In a letter to Sen. Kirsten Gillibrand (D-N.Y.), Joseph Macmanus, acting assistant secretary of state for legislative affairs, confirmed that the United States would not attend the conference, which in its previous iterations has been a forum for anti-Semitism and anti-Israel rhetoric. JTA obtained a copy of the letter.
In November, the United States voted against a U.N. resolution to establish the conference. The following month, Gillibrand led a coalition of 18 senators in signing a letter to the American ambassador to the U.N., Susan Rice, urging the U.S. not to participate in the conference, scheduled for Sept. 21 in New York.
The Durban III conference is meant to mark the 10-year anniversary of the U.N.’s World Conference Against Racism in Durban, South Africa, during which the delegations from the United States and Israel walked out in protest as the tenor turned increasingly anti-Israel and anti-Semitic.
"The United States will not participate in the Durban Commemoration," Macmanus wrote in the letter. "In December, we voted against the resolution establishing this event because the Durban process included ugly displays of intolerance and anti-Semitism, and we did not want to see that commemorated."

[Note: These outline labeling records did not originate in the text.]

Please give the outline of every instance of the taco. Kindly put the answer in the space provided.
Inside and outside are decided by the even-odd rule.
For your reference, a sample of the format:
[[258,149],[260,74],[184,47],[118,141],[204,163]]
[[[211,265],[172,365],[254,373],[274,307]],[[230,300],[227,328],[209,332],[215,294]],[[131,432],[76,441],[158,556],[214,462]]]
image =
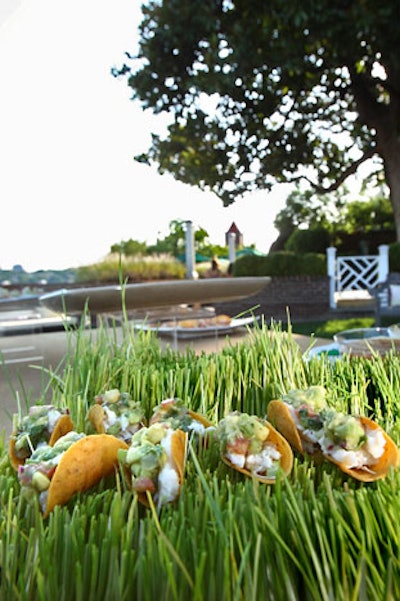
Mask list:
[[62,436],[51,447],[38,447],[18,468],[22,493],[29,499],[38,495],[43,517],[56,505],[85,492],[118,468],[119,449],[127,444],[108,434],[86,436],[75,431]]
[[364,416],[328,411],[324,417],[321,451],[342,472],[362,482],[374,482],[399,465],[394,441]]
[[119,452],[128,486],[143,505],[150,506],[148,495],[159,507],[179,497],[186,449],[187,433],[160,422],[141,428],[129,449]]
[[328,409],[323,386],[310,386],[305,390],[291,390],[282,400],[268,403],[268,420],[304,455],[316,462],[323,460],[319,439],[323,433],[322,412]]
[[181,399],[165,399],[157,405],[150,418],[150,424],[157,422],[167,422],[174,430],[199,435],[215,430],[215,426],[204,415],[186,407]]
[[32,405],[20,420],[14,415],[14,429],[9,441],[11,465],[17,470],[38,446],[53,446],[73,428],[68,409],[57,409],[53,405]]
[[255,415],[229,413],[217,426],[221,458],[229,467],[274,484],[279,472],[288,475],[293,466],[289,443],[271,424]]
[[127,443],[146,421],[140,402],[133,401],[129,393],[121,393],[118,389],[97,395],[87,420],[94,432],[112,434]]
[[335,411],[325,397],[320,386],[291,391],[270,401],[268,419],[299,453],[335,463],[357,480],[379,480],[398,466],[399,451],[376,422]]
[[231,324],[232,318],[229,315],[213,315],[212,317],[198,317],[191,319],[180,319],[178,321],[168,321],[164,325],[178,328],[213,328],[226,327]]

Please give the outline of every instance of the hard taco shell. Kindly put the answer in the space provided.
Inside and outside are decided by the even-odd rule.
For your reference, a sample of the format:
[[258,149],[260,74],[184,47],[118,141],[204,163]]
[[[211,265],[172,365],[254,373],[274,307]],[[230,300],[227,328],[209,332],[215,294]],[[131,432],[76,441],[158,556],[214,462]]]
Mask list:
[[[290,445],[287,442],[287,440],[269,422],[266,422],[266,426],[268,427],[269,434],[268,434],[268,438],[266,439],[265,442],[272,443],[276,446],[277,451],[279,451],[279,453],[281,454],[281,459],[280,459],[281,471],[287,476],[288,474],[290,474],[290,472],[292,471],[292,467],[293,467],[292,449],[290,448]],[[245,476],[249,476],[250,478],[256,478],[257,480],[259,480],[260,482],[264,482],[265,484],[275,484],[275,482],[276,482],[276,478],[269,478],[267,476],[261,476],[258,474],[254,474],[253,472],[251,472],[250,470],[248,470],[246,468],[238,467],[237,465],[235,465],[234,463],[229,461],[229,459],[224,454],[222,454],[222,461],[227,466],[244,474]]]
[[127,448],[124,441],[109,434],[91,434],[71,445],[51,480],[44,517],[56,505],[66,505],[77,493],[110,476],[118,468],[118,450]]
[[[187,433],[183,430],[174,430],[171,437],[171,455],[170,462],[172,467],[176,470],[179,480],[179,488],[183,484],[183,477],[186,463],[186,451],[187,451]],[[126,475],[128,477],[128,483],[131,482],[131,473],[129,469],[126,469]],[[138,500],[142,505],[150,507],[149,498],[146,492],[137,493]]]
[[385,441],[385,450],[383,455],[378,459],[377,463],[374,463],[368,469],[362,468],[348,468],[340,463],[340,461],[336,461],[329,454],[325,453],[324,456],[328,461],[331,461],[335,465],[337,465],[342,472],[345,472],[352,478],[356,480],[360,480],[361,482],[375,482],[376,480],[381,480],[385,476],[388,475],[391,468],[398,467],[400,463],[400,455],[397,446],[394,441],[386,434],[385,430],[383,430],[376,422],[372,421],[368,417],[359,416],[358,418],[361,424],[367,428],[368,430],[381,430]]
[[310,445],[314,443],[308,440],[306,436],[303,436],[302,432],[297,429],[286,403],[283,401],[270,401],[268,403],[267,414],[268,420],[298,453],[312,456],[317,463],[323,461],[322,451],[319,448],[314,447],[313,451],[310,452]]
[[[50,435],[48,444],[51,447],[54,446],[54,443],[56,443],[57,440],[59,438],[61,438],[61,436],[68,434],[68,432],[71,432],[73,429],[74,429],[74,424],[72,422],[71,417],[69,415],[62,415],[60,417],[60,419],[57,421],[56,425],[54,426],[54,429]],[[16,437],[16,432],[14,432],[11,435],[10,443],[9,443],[9,447],[8,447],[8,454],[10,457],[11,465],[13,466],[14,469],[17,470],[20,465],[24,465],[25,459],[21,459],[20,457],[17,457],[17,455],[15,453],[15,442],[16,442],[15,437]]]

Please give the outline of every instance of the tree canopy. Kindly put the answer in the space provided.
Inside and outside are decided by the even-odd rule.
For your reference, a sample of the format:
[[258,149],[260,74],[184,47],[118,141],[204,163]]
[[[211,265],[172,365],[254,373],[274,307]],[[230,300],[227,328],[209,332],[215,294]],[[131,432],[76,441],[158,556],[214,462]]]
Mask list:
[[137,160],[229,205],[276,182],[331,192],[373,159],[400,240],[397,0],[151,0],[142,11],[138,53],[114,74],[170,125]]

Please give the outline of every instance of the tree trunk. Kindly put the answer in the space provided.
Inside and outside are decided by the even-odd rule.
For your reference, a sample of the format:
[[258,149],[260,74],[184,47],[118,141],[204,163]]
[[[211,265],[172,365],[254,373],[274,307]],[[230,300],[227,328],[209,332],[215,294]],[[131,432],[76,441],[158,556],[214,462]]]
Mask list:
[[[395,148],[393,148],[395,146]],[[400,143],[392,144],[391,152],[384,156],[386,183],[393,207],[396,239],[400,242]]]

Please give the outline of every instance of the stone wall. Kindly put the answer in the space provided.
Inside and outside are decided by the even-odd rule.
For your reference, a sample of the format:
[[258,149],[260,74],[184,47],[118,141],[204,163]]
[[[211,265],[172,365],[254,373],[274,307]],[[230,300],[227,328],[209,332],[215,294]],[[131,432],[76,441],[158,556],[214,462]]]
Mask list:
[[258,294],[225,303],[215,303],[217,313],[234,316],[253,309],[255,315],[264,315],[286,321],[327,319],[329,307],[329,278],[327,276],[271,277],[271,282]]

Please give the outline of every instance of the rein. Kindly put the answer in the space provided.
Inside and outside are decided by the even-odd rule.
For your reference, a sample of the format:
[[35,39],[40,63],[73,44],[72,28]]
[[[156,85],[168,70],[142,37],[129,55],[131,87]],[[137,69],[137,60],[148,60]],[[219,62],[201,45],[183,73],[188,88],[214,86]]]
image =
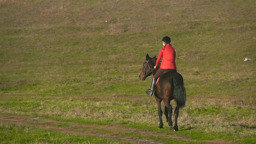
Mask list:
[[[146,64],[146,67],[145,68],[145,70],[144,70],[144,73],[143,74],[143,76],[142,76],[142,78],[144,78],[144,77],[147,77],[149,76],[152,75],[152,74],[153,74],[153,73],[152,73],[153,71],[154,71],[155,69],[152,69],[150,68],[150,66],[149,66],[149,65],[148,65],[148,62],[149,61],[149,59],[148,59],[148,60],[147,61],[147,63]],[[148,67],[149,67],[149,69],[150,69],[151,71],[148,74],[146,74],[146,69],[147,69],[147,67],[148,67]]]

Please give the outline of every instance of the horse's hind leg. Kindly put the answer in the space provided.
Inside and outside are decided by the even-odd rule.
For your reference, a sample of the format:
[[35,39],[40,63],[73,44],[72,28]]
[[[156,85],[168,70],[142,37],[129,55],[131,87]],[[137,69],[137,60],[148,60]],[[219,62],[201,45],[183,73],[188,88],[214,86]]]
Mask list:
[[179,108],[178,107],[176,107],[175,108],[175,110],[174,110],[174,115],[175,115],[175,124],[174,124],[174,131],[178,131],[179,129],[178,128],[178,117],[179,116]]
[[164,115],[165,115],[165,117],[166,117],[166,122],[168,122],[169,121],[169,116],[168,116],[168,109],[167,109],[167,107],[166,106],[164,106]]
[[158,104],[158,116],[159,117],[159,126],[158,127],[158,128],[163,128],[163,125],[164,125],[164,124],[163,124],[163,120],[162,120],[163,111],[162,111],[162,109],[161,108],[161,101],[162,101],[160,99],[157,99],[156,98],[156,100],[157,101],[157,104]]
[[167,100],[164,100],[165,106],[167,107],[168,110],[168,113],[169,114],[169,119],[168,121],[168,124],[169,124],[169,128],[170,130],[173,130],[173,126],[172,125],[172,121],[171,120],[171,115],[172,113],[172,107],[170,103],[170,101]]

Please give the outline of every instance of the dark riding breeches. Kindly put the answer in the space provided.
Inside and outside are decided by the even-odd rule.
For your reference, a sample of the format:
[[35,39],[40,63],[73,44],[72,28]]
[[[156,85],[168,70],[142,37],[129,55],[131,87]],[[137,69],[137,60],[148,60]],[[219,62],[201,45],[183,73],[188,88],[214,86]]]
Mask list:
[[177,72],[177,71],[176,69],[159,69],[154,75],[154,77],[157,79],[165,71],[171,72],[172,75],[173,75],[175,72]]

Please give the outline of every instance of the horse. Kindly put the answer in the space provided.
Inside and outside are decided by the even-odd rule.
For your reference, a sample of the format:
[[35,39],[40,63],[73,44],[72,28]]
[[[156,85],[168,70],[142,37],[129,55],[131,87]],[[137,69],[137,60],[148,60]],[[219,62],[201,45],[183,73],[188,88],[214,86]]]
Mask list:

Gillibrand applauded the decision in a statement Wednesday.
"I commend the Obama Administration decision to withdraw from this event," Gillibrand said. "We all witnessed how extreme anti-Semitic and anti-American voices took over Durban I and Durban II, and we should expect the same thing to happen with Durban III."
The U.S. and Israel, along with seven other countries, boycotted Durban II in 2009, during which Iranian President Mahmoud Ahmadinejad delivered a keynote speech assailing Zionism.
In November, Canada was the first country to announce it would not participate in Durban III. Israel announced the following month that it would boycott the conference.